Wojciech Skrobiszewski: Bo zobaczyłem coś w jej oczach. Od samego początku spadła na nas bliskość, miłość, która dzieje się w każdej minucie i sekundzie. Wiedziałem, że jest moją kobietą.
Anna Ciechowska: Mimo że Wojtek bardzo temu zaprzeczał, zobaczyłam uśmiech i szczęście w jego oczach. Odnalazłam w nich siebie.
– Kiedy poznałaś Wojtka, byłaś w depresji?
Wojciech Skrobiszewski: Była śpiącą królewną.
Anna Ciechowska: I nie zdawałam sobie z tego sprawy, że śpię. Wydawało mi się, że jest dobrze.
– Żyłaś wspomnieniami o Grzegorzu?
Anna Ciechowska: Na pewno. Ale z drugiej strony wiedziałam, że to już rozdział zamknięty, że nie ma powrotu do tego, co było. I godziłam się z tym, nie oczekując od życia niczego. To nie była depresja, tylko takie wyciszenie, jakby rezygnacja.

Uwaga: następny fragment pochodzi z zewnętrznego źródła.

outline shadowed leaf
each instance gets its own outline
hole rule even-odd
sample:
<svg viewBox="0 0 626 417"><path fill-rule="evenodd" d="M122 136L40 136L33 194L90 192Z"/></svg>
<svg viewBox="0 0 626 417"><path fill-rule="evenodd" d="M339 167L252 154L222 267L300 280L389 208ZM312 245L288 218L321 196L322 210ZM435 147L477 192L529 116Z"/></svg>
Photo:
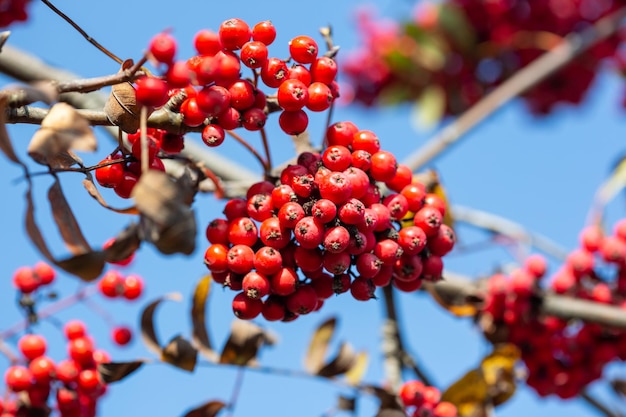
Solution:
<svg viewBox="0 0 626 417"><path fill-rule="evenodd" d="M137 211L137 208L135 208L135 206L123 208L123 209L111 207L104 200L104 198L100 194L100 191L98 191L98 187L96 187L96 184L94 184L93 178L91 178L91 176L83 180L83 186L85 187L89 195L92 196L98 203L100 203L102 207L109 209L111 211L114 211L116 213L120 213L120 214L139 214L139 211Z"/></svg>
<svg viewBox="0 0 626 417"><path fill-rule="evenodd" d="M445 106L446 96L442 87L434 84L426 87L413 106L413 125L419 130L432 128L443 118Z"/></svg>
<svg viewBox="0 0 626 417"><path fill-rule="evenodd" d="M24 166L22 161L19 160L13 149L13 144L9 138L9 132L6 128L6 114L4 113L7 108L8 98L5 92L0 94L0 150L9 158L12 162Z"/></svg>
<svg viewBox="0 0 626 417"><path fill-rule="evenodd" d="M200 407L187 411L183 417L215 417L224 407L226 407L226 403L222 401L209 401Z"/></svg>
<svg viewBox="0 0 626 417"><path fill-rule="evenodd" d="M332 317L320 324L313 333L304 357L304 367L312 374L316 374L324 366L328 344L335 333L336 325L337 319Z"/></svg>
<svg viewBox="0 0 626 417"><path fill-rule="evenodd" d="M480 311L477 300L468 299L464 294L447 294L438 290L437 285L427 283L424 289L441 307L457 317L474 317Z"/></svg>
<svg viewBox="0 0 626 417"><path fill-rule="evenodd" d="M2 32L0 32L0 51L2 51L2 47L9 39L9 36L11 36L10 30L3 30Z"/></svg>
<svg viewBox="0 0 626 417"><path fill-rule="evenodd" d="M234 320L222 349L220 363L253 365L263 345L273 345L275 337L254 323Z"/></svg>
<svg viewBox="0 0 626 417"><path fill-rule="evenodd" d="M97 149L97 145L89 122L69 104L57 103L33 135L28 154L43 165L67 166L67 151L92 152ZM73 158L69 157L69 160Z"/></svg>
<svg viewBox="0 0 626 417"><path fill-rule="evenodd" d="M54 221L69 251L74 255L81 255L91 251L89 243L83 236L76 217L74 217L74 213L65 199L65 195L63 195L59 181L55 181L48 190L48 201L50 202Z"/></svg>
<svg viewBox="0 0 626 417"><path fill-rule="evenodd" d="M110 384L111 382L121 381L126 378L128 375L141 368L144 363L145 361L142 360L100 363L98 364L98 373L100 374L102 382Z"/></svg>
<svg viewBox="0 0 626 417"><path fill-rule="evenodd" d="M349 344L342 343L337 356L317 371L316 375L332 378L345 374L356 364L356 359L357 355L354 353L354 349Z"/></svg>
<svg viewBox="0 0 626 417"><path fill-rule="evenodd" d="M193 303L191 305L191 323L193 325L192 340L202 353L211 362L217 362L218 357L213 347L206 327L206 305L211 290L211 276L203 277L193 292Z"/></svg>
<svg viewBox="0 0 626 417"><path fill-rule="evenodd" d="M107 262L119 262L135 253L141 244L138 229L136 223L131 223L115 236L113 243L103 251L104 259Z"/></svg>
<svg viewBox="0 0 626 417"><path fill-rule="evenodd" d="M148 304L141 312L141 337L146 347L157 355L161 355L163 349L154 329L154 312L156 308L167 300L181 301L182 296L179 293L166 294Z"/></svg>
<svg viewBox="0 0 626 417"><path fill-rule="evenodd" d="M50 81L35 81L31 84L7 86L4 89L11 107L20 107L41 101L52 104L58 99L57 89Z"/></svg>
<svg viewBox="0 0 626 417"><path fill-rule="evenodd" d="M133 61L126 60L119 72L132 66ZM139 129L139 105L131 83L124 82L111 87L111 94L104 105L104 113L111 123L126 133L135 133Z"/></svg>
<svg viewBox="0 0 626 417"><path fill-rule="evenodd" d="M611 388L619 395L626 396L626 380L614 379L611 381Z"/></svg>
<svg viewBox="0 0 626 417"><path fill-rule="evenodd" d="M84 281L93 281L102 273L102 270L104 269L103 252L87 252L62 260L57 260L54 256L52 256L52 253L50 252L50 249L48 249L48 245L41 234L39 226L37 226L37 222L35 221L35 206L33 204L30 188L26 193L25 227L28 237L39 250L41 255L59 268L69 272L70 274L76 275Z"/></svg>
<svg viewBox="0 0 626 417"><path fill-rule="evenodd" d="M406 417L406 413L395 408L383 408L378 410L376 417Z"/></svg>
<svg viewBox="0 0 626 417"><path fill-rule="evenodd" d="M400 403L400 400L395 393L389 391L386 388L377 387L375 385L365 386L363 387L363 389L380 400L380 406L378 408L378 413L376 414L376 417L399 417L400 414L397 414L396 412L401 412L402 415L406 417L404 407Z"/></svg>
<svg viewBox="0 0 626 417"><path fill-rule="evenodd" d="M337 400L337 409L345 411L356 411L356 397L346 397L340 395Z"/></svg>
<svg viewBox="0 0 626 417"><path fill-rule="evenodd" d="M604 215L604 207L626 187L626 157L622 158L613 168L611 175L604 180L596 191L593 207L588 222L600 224Z"/></svg>
<svg viewBox="0 0 626 417"><path fill-rule="evenodd" d="M183 190L161 171L144 172L133 188L132 197L141 213L142 238L164 254L191 254L196 244L196 220L184 203Z"/></svg>
<svg viewBox="0 0 626 417"><path fill-rule="evenodd" d="M357 386L363 380L365 376L365 372L367 371L367 365L369 364L369 356L367 352L359 352L356 357L356 362L354 366L350 368L348 372L346 372L346 381L348 384Z"/></svg>
<svg viewBox="0 0 626 417"><path fill-rule="evenodd" d="M161 352L163 362L188 372L195 369L197 359L198 351L181 335L174 336Z"/></svg>

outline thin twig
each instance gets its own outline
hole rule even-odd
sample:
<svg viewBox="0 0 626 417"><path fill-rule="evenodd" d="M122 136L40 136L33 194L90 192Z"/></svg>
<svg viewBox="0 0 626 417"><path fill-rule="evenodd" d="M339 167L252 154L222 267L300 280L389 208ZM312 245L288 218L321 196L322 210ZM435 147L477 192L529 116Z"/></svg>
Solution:
<svg viewBox="0 0 626 417"><path fill-rule="evenodd" d="M237 375L235 376L235 384L233 385L233 391L230 394L230 400L228 401L228 415L235 415L235 407L237 406L237 401L239 400L239 394L241 393L241 387L243 386L243 378L246 375L246 368L240 367L237 370Z"/></svg>
<svg viewBox="0 0 626 417"><path fill-rule="evenodd" d="M269 172L269 164L268 164L268 162L265 159L263 159L261 154L256 149L254 149L254 147L252 145L250 145L244 138L242 138L241 136L239 136L237 133L235 133L232 130L227 130L226 133L230 137L235 139L237 142L241 143L244 146L244 148L246 148L252 155L254 155L254 157L256 159L258 159L259 163L263 167L263 171L264 172Z"/></svg>
<svg viewBox="0 0 626 417"><path fill-rule="evenodd" d="M413 171L419 170L511 99L553 74L597 42L615 33L625 16L626 7L622 7L582 32L566 36L561 44L517 71L439 134L409 155L403 163Z"/></svg>
<svg viewBox="0 0 626 417"><path fill-rule="evenodd" d="M604 414L606 417L623 417L623 414L611 410L600 400L591 395L591 393L586 389L580 393L580 398L585 401L587 405L594 408L600 414Z"/></svg>
<svg viewBox="0 0 626 417"><path fill-rule="evenodd" d="M63 20L65 20L67 23L69 23L74 29L76 29L76 31L78 33L80 33L83 36L83 38L85 38L87 40L87 42L89 42L90 44L92 44L93 46L98 48L98 50L100 50L106 56L108 56L109 58L111 58L112 60L117 62L118 64L121 64L123 62L122 59L117 57L113 52L109 51L107 48L105 48L104 46L100 45L100 43L98 43L94 38L89 36L87 34L87 32L85 32L83 30L83 28L81 28L69 16L67 16L65 13L63 13L61 10L59 10L55 5L50 3L48 0L41 0L41 2L43 4L45 4L46 6L48 6L50 8L50 10L52 10L54 13L56 13L59 17L61 17Z"/></svg>
<svg viewBox="0 0 626 417"><path fill-rule="evenodd" d="M261 141L263 142L263 150L265 151L265 178L269 177L272 172L272 154L270 153L270 142L267 138L267 131L264 127L261 128Z"/></svg>

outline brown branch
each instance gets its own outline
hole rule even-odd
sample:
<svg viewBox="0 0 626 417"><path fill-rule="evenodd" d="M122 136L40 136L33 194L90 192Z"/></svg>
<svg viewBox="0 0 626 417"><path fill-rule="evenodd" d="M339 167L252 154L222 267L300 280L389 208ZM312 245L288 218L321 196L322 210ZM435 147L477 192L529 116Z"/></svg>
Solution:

– Byłaś wdową, miałaś troje dzieci. To zmniejsza szansę kobiety na nowy związek? Mężczyźni boją się cudzych dzieci?
Anna Ciechowska: Nigdy nie myślałam w ten sposób.
Wojciech Skrobiszewski: Ja się nie bałem. Mamy siedmioosobowy samochód, jest nas sześcioro, jeszcze jedna osoba się zmieści.
Anna Ciechowska: Śmiejemy się, że jest miejsce na niańkę.
– Dzieci zaakceptowały Cię od razu?
Wojciech Skrobiszewski: Tak!
Anna Ciechowska: Na pewno tak. Byliśmy zresztą przy dzieciach ostrożni. Nie chcieliśmy gwałtownie zmieniać im całego świata.
Wojciech Skrobiszewski: Same jednak widziały, co się dzieje i zaczęły zadawać nam pytania. Ania nawet była zdziwiona ich otwartym podejściem.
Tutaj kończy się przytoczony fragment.